Après le Débarquement, la Luftwaffe ne pouvait plus contester la puissance aérienne alliée de jour à armes égales. Cela a permis au P-47 de se tourner vers le sol contre les forces allemandes. Sa construction robuste le rendait bien adapté aux attaques à basse altitude. Ses mitrailleuses pouvaient déchiqueter camions, wagons, véhicules de ravitaillement et blindés légers. Les bombes et les roquettes ont encore élargi sa puissance destructrice.
Les soldats allemands ont appris à craindre le bruit des chasseurs-bombardiers alliés au-dessus de leurs têtes.
Se déplacer de jour devenait dangereux. Les routes, les voies ferrées, les ponts, les convois et les colonnes de ravitaillement étaient vulnérables. Les véhicules se cachaient sous les arbres et les camouflages, en attendant la nuit. Même alors, les patrouilles aériennes alliées et la coordination avec l’artillerie rendaient les déplacements difficiles.
Le poids important du P-47, autrefois moqué, devenait alors un atout. Il pouvait emporter des bombes et des roquettes, encaisser le feu venant du sol et revenir encore et encore.

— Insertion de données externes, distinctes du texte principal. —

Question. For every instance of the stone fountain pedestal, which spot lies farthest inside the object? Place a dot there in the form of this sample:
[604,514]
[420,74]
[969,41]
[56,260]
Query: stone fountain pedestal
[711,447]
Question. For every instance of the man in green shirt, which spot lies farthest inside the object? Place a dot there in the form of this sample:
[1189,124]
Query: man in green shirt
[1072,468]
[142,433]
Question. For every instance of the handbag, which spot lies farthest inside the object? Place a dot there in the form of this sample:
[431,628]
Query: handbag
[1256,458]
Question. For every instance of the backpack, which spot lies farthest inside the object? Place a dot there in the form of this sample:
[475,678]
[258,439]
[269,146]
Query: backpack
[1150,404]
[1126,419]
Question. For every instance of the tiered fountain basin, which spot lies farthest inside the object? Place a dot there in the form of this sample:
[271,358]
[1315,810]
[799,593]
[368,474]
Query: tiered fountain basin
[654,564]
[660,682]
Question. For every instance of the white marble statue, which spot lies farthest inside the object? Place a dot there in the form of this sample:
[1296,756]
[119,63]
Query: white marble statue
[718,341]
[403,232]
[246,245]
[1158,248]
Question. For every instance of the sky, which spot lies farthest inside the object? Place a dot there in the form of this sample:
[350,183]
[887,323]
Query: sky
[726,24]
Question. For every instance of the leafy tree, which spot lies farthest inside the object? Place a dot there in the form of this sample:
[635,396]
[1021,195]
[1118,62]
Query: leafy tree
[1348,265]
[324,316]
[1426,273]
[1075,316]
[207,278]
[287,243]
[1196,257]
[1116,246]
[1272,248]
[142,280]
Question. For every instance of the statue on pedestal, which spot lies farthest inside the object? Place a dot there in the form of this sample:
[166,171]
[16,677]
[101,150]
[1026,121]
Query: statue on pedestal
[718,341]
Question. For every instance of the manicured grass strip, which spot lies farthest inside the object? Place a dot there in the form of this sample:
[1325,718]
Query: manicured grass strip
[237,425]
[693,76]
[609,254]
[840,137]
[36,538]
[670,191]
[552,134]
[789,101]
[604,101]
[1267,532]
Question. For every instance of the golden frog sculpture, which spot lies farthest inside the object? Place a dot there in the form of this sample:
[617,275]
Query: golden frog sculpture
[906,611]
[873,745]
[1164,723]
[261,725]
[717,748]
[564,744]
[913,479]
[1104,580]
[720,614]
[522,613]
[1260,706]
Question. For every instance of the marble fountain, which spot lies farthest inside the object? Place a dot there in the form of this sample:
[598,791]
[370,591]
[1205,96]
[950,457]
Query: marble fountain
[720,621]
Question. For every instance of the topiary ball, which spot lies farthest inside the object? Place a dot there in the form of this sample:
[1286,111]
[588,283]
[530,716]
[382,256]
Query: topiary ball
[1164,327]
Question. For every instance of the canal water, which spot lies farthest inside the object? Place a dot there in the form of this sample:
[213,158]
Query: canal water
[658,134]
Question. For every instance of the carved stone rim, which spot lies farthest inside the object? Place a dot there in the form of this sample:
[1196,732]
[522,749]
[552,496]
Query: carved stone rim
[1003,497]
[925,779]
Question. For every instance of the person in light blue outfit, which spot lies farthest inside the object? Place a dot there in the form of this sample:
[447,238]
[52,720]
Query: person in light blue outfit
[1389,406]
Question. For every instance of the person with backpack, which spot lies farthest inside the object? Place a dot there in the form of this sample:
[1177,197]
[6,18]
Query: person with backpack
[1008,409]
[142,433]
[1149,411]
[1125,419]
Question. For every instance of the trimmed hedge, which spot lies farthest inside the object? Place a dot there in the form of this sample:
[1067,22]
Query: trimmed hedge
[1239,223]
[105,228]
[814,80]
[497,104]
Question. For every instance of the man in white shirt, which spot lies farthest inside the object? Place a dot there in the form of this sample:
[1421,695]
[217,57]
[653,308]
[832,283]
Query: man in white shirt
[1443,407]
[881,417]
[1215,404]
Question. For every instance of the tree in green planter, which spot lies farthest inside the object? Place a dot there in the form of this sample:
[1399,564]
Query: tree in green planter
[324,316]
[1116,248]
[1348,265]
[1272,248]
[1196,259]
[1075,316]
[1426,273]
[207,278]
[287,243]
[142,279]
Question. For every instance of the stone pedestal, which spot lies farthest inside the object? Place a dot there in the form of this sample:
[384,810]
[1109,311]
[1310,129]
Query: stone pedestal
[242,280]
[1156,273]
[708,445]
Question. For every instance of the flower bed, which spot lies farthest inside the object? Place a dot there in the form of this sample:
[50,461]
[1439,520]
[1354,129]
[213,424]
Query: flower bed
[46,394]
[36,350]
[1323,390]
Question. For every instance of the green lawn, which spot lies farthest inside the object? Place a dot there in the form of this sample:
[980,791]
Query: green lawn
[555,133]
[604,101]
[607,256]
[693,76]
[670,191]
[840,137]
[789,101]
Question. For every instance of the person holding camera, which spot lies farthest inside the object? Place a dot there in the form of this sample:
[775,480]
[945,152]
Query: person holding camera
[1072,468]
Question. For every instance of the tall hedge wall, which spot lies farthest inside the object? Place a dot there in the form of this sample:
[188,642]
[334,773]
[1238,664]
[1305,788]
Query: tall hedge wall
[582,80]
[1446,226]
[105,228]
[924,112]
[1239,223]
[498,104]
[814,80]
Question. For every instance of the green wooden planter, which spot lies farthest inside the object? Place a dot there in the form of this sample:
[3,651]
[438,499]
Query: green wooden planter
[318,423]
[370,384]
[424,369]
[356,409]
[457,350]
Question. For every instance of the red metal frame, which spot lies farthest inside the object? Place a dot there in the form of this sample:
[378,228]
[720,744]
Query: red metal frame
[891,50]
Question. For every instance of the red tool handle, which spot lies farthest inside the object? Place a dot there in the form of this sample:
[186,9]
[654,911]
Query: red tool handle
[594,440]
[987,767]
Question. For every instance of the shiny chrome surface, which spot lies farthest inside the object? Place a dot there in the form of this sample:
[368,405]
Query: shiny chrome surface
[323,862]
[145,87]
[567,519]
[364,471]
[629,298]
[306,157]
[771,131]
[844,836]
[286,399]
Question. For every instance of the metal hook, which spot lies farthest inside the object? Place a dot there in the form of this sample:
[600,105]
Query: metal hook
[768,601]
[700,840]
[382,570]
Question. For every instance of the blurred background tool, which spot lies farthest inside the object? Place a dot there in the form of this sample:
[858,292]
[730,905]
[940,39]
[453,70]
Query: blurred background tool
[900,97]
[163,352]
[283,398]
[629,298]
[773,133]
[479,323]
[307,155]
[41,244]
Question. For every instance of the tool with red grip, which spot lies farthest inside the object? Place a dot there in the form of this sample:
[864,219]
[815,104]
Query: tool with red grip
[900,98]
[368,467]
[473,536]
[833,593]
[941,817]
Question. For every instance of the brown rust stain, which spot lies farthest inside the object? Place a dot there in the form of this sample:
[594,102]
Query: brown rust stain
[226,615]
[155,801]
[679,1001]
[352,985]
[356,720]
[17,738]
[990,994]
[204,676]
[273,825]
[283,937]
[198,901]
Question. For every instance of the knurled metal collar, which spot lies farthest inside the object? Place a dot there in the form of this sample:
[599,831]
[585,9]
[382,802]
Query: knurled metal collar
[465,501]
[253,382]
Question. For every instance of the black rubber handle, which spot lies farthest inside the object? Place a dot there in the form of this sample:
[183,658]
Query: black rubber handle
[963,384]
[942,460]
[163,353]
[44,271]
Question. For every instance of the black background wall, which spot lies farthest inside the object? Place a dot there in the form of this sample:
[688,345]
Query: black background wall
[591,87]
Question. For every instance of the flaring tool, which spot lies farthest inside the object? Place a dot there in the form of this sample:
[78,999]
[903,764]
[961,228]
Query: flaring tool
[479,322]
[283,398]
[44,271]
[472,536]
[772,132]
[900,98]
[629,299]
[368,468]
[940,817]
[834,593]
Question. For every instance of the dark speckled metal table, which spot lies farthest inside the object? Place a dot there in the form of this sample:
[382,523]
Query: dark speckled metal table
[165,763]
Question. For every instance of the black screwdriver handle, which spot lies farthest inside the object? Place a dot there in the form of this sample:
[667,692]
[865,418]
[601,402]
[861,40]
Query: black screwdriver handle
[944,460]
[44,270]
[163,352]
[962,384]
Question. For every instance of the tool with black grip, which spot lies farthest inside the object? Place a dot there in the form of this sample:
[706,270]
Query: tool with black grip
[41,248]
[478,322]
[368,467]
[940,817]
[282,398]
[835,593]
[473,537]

L’appareil qui semblait trop encombrant pour gagner des duels de chasse est devenu une machine qui a contribué à paralyser les mouvements allemands au sol.
L’échelle industrielle a fait du Thunderbolt bien plus qu’un avion
Le Thunderbolt était aussi un symbole de la guerre industrielle américaine.
Le National WWII Museum indique qu’environ 100 entreprises à travers les États-Unis ont aidé Republic Aviation à fabriquer chaque P-47 Thunderbolt.
C’est important, car la guerre aérienne ne s’est pas décidée seulement sur la base du meilleur chasseur dans un duel isolé.
Elle s’est jouée sur la production, l’entraînement, le carburant, les pièces détachées, les avions de remplacement et la capacité à absorber les pertes. À la fin de la guerre, la force de chasse allemande était confrontée à des pénuries de carburant, à une baisse des heures d’entraînement des pilotes et à des pertes irréparables parmi ses vétérans. Les États-Unis, à l’inverse, pouvaient engager des avions et des pilotes en très grand nombre.
Le P-47 s’inscrivait parfaitement dans ce système.
Il n’était ni bon marché, ni petit, ni fragile. Il était robuste, très armé, adaptable et produit à grande échelle. Il reflétait la manière américaine de faire la guerre : transformer la puissance industrielle en pression sur le champ de bataille.
Le premier contact avec le P-47 Thunderbolt avait laissé à beaucoup de pilotes allemands l’image d’un chasseur américain surdimensionné et trop lourd pour survivre à un vrai combat. Quelques mois plus tard, le même avion avait prouvé que la robustesse, la vitesse en piqué, la puissance de feu et l’échelle industrielle pouvaient compter plus que l’élégance.